The United Kingdom has begun a phased increase in the State Pension age from 66 to 67, marking a significant shift in retirement policy as policymakers face rising longevity, fiscal pressures and the long-term sustainability of public finances.
The transition, which applies to both men and women across Great Britain, is scheduled to be completed by 2028. Legislated in 2014, the reform forms part of a broader roadmap that will see the retirement age rise further to 68 between 2044 and 2046, subject to periodic government reviews.
The latest review cycle, launched in July last year, is expected to reassess the trajectory of future increases, factoring in life expectancy trends, labour market participation, pension expenditure and fiscal sustainability. At the centre of the debate is whether the pace of change should accelerate in response to mounting demographic pressures.

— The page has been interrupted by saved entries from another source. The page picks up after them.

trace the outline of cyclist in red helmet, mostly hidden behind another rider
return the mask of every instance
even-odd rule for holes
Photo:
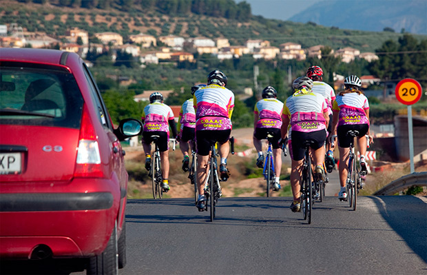
[[[323,82],[323,70],[319,66],[311,66],[307,69],[306,76],[313,80],[313,92],[315,94],[322,94],[328,103],[329,112],[329,124],[328,124],[328,135],[332,132],[332,102],[335,100],[335,91],[328,83]],[[331,150],[331,143],[329,139],[326,139],[326,157],[325,166],[327,172],[331,173],[333,167],[335,167],[335,161],[333,159],[333,152]]]

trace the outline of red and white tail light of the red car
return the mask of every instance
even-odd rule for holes
[[[86,105],[83,106],[79,147],[77,148],[74,176],[104,177],[97,136]]]

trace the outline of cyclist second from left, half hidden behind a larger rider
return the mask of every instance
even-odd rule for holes
[[[194,95],[196,90],[206,87],[205,84],[194,85],[191,87],[191,95]],[[181,106],[178,118],[178,141],[181,152],[183,152],[183,171],[189,170],[189,145],[194,147],[192,141],[196,134],[196,112],[194,111],[193,98],[186,100]]]

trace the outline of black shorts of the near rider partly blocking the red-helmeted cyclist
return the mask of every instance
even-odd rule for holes
[[[291,159],[294,161],[301,161],[304,159],[305,154],[305,145],[304,141],[313,141],[314,143],[310,145],[314,150],[319,149],[324,145],[326,141],[326,131],[319,130],[315,132],[298,132],[292,131],[291,133]]]

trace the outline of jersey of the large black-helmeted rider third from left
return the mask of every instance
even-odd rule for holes
[[[211,84],[194,93],[196,131],[231,130],[234,94],[220,85]]]

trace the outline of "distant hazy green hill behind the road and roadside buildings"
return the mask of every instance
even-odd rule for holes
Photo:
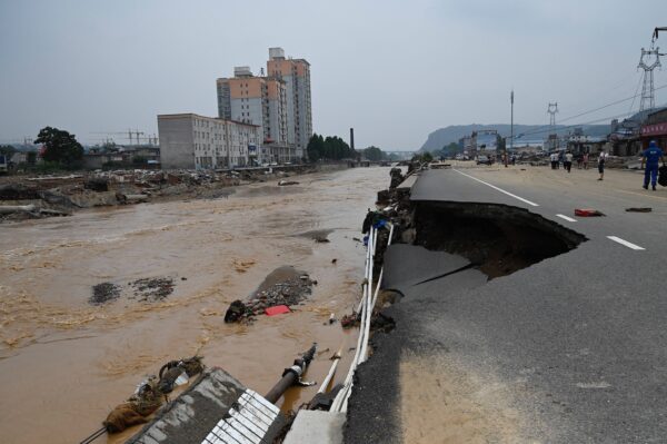
[[[559,136],[565,136],[568,132],[573,132],[571,126],[556,125],[554,127],[556,131],[549,129],[546,125],[515,125],[515,136],[524,134],[524,140],[539,140],[546,139],[551,132],[556,132]],[[584,134],[587,136],[601,137],[606,136],[610,131],[609,125],[581,125]],[[506,124],[499,125],[450,125],[446,128],[440,128],[428,135],[426,142],[419,148],[420,151],[434,151],[442,148],[451,142],[458,144],[459,139],[465,136],[470,136],[472,131],[479,131],[482,129],[495,129],[500,134],[501,137],[509,137],[510,126]],[[518,139],[519,141],[521,139]]]

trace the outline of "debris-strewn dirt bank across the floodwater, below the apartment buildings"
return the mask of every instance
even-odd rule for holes
[[[173,199],[227,197],[238,185],[340,169],[345,165],[295,165],[238,171],[122,170],[67,176],[0,178],[0,221],[69,216],[82,208]]]

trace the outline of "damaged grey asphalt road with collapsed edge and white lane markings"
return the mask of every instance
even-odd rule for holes
[[[356,373],[346,443],[664,442],[667,194],[542,171],[408,184],[414,231],[382,280],[402,298]]]

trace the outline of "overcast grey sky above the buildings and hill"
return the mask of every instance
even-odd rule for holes
[[[279,46],[311,63],[316,132],[417,149],[440,127],[509,122],[512,86],[519,124],[548,122],[549,101],[563,119],[633,96],[656,26],[665,0],[0,0],[0,142],[217,116],[216,78],[259,71]]]

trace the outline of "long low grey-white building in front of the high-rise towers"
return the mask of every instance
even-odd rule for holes
[[[159,115],[162,168],[245,167],[257,159],[262,131],[257,125],[196,114]]]

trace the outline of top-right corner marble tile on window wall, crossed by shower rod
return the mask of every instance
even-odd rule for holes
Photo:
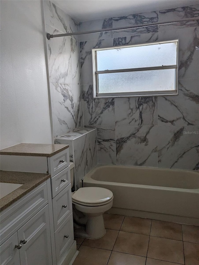
[[[176,21],[180,19],[186,19],[198,16],[199,16],[199,5],[171,8],[159,11],[160,22]],[[196,27],[196,26],[199,26],[199,21],[178,22],[168,25],[160,25],[159,31],[182,29],[182,28]]]

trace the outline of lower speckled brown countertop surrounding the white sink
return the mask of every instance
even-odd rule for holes
[[[2,211],[50,178],[50,174],[0,171],[0,177],[1,182],[4,183],[23,184],[18,189],[0,199],[0,211]]]

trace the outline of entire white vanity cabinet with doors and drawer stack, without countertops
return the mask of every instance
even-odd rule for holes
[[[50,157],[3,154],[1,158],[5,171],[51,174],[1,213],[1,264],[69,264],[76,254],[69,148]]]

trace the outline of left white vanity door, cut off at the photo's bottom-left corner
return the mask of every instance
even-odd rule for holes
[[[20,265],[17,232],[0,247],[1,265]]]

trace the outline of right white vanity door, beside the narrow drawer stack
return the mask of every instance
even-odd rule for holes
[[[22,245],[19,250],[21,265],[52,265],[48,205],[24,224],[17,233],[19,243]]]

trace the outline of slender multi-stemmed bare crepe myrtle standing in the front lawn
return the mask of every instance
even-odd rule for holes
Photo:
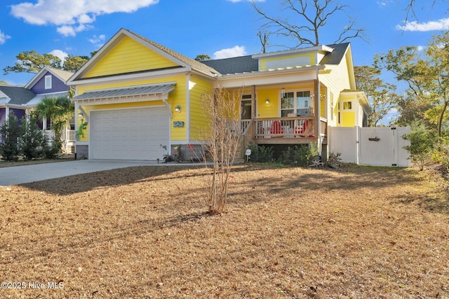
[[[216,85],[212,94],[201,99],[207,113],[206,130],[202,133],[207,142],[203,146],[204,158],[212,163],[207,179],[206,203],[210,214],[222,214],[227,203],[229,174],[239,149],[241,136],[241,92],[230,92]],[[206,164],[208,167],[208,164]]]

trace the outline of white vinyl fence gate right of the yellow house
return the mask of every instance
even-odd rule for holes
[[[410,127],[329,127],[329,153],[357,165],[410,167]]]

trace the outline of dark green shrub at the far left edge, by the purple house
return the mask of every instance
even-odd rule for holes
[[[20,154],[19,138],[22,132],[18,125],[18,119],[13,114],[9,114],[6,121],[0,129],[0,154],[1,160],[17,161]]]

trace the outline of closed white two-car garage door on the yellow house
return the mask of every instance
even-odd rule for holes
[[[92,111],[91,159],[156,160],[167,153],[166,107]]]

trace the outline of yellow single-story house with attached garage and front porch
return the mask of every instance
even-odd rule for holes
[[[181,145],[201,155],[201,95],[242,92],[242,134],[255,144],[309,144],[327,153],[329,126],[363,126],[349,43],[197,62],[120,29],[69,80],[76,88],[76,155],[162,160]]]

The UK’s pension system remains anchored by the so-called Triple Lock, which guarantees annual increases in payments based on the highest of wage growth, inflation, or 2.5 per cent. While politically sensitive and widely supported by retirees, the mechanism has drawn scrutiny from economists concerned about its long-term affordability.
Data from the Department for Work and Pensions show there are currently 13.2 million people of State Pension age, including more than 1.1 million in Scotland. Of this total, about 34 per cent receive the New State Pension introduced after April 2016, while the remaining 66 per cent are on the legacy Basic State Pension.
Under current rates, individuals receiving the full New State Pension are entitled to £241.30 per week, equivalent to £12,547 annually in the 2026/27 financial year. By contrast, recipients on the full Basic State Pension receive £184.90 per week, or £9,614 per year. However, not all retirees qualify for full payments, as entitlements depend on National Insurance contribution records, typically requiring around 35 years of contributions.
The government has also reaffirmed its commitment to providing at least 10 years’ notice for any changes to the pension age, a safeguard designed to avoid a repeat of past controversies affecting millions of women born in the 1950s who experienced abrupt changes to their retirement timelines.
Still, concerns are mounting about the direction of future reforms. Analysis by Phoenix Insights suggests that accelerating the planned increase to age 68 could disrupt the retirement plans of up to 3 million people. The think tank warns that the system is approaching a critical point.
“The State Pension remains at a critical juncture. There are serious questions around long-term affordability and the future of the Triple Lock,”said Patrick Thomson, head of research analysis and policy at Phoenix Insights.